Abstract

Density dependent processes affecting foraging strategies may in turn influence vital rates and population regulation in large herbivores. Increased competition may lower both forage availability and quality, but whether the main activity constraint at high density is increased searching time or increased digestion time is poorly investigated. In a fully replicated landscape-scale experiment, we used long-term data (2003–2009) from domestic sheep grazing at high and low density (80 and 25 sheep km–2, respectively) on alpine summer ranges to test density dependence in allocation of time to feeding (moving) vs digestion (resting) activities and how this in turn affected body growth. Sheep at high density spent more time actively feeding than sheep at low density, but sheep moved shorter distances while foraging at high density. Increased activity levels at high density suggest that the main activity constraint at high density was availability of high-quality food increasing searching time and possibly reducing intake rates. Increased movement distances at low density is consistent with a higher selection for more productive vegetation types since high-quality patches are dispersed in the landscape.
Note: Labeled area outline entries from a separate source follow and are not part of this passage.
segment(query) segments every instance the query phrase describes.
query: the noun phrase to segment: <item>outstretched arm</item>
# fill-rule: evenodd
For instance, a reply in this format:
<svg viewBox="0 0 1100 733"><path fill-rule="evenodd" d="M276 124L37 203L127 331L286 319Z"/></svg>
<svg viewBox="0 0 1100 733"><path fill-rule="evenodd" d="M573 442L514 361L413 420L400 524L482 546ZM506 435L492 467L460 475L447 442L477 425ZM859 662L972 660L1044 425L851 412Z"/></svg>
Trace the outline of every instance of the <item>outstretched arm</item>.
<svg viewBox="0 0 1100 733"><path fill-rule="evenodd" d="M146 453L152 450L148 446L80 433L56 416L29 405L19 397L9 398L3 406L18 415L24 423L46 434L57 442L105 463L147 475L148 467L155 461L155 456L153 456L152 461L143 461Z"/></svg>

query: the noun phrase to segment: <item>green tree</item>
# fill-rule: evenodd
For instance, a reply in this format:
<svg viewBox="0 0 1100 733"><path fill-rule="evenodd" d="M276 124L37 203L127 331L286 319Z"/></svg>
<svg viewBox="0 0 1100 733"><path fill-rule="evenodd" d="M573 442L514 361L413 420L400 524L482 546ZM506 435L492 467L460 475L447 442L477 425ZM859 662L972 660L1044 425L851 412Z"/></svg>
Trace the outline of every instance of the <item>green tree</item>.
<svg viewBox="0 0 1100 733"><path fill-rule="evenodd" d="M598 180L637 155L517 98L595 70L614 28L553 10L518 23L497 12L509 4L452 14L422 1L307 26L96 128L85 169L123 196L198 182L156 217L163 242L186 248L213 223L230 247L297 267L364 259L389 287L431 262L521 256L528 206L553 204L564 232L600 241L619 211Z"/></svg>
The alternative hypothesis, that food processing time increased at high density was not supported as it would have reduced overall activity levels. Individual activity levels increased body growth, but this was not sufficient to fully compensate for lower habitat quality leading to an overall reduced body growth at high density. Our experiment clearly documents changes in activity budgets and movement distances of a large herbivore at high population density, providing one potential behavioural mechanism of density dependent responses observed in vital rates.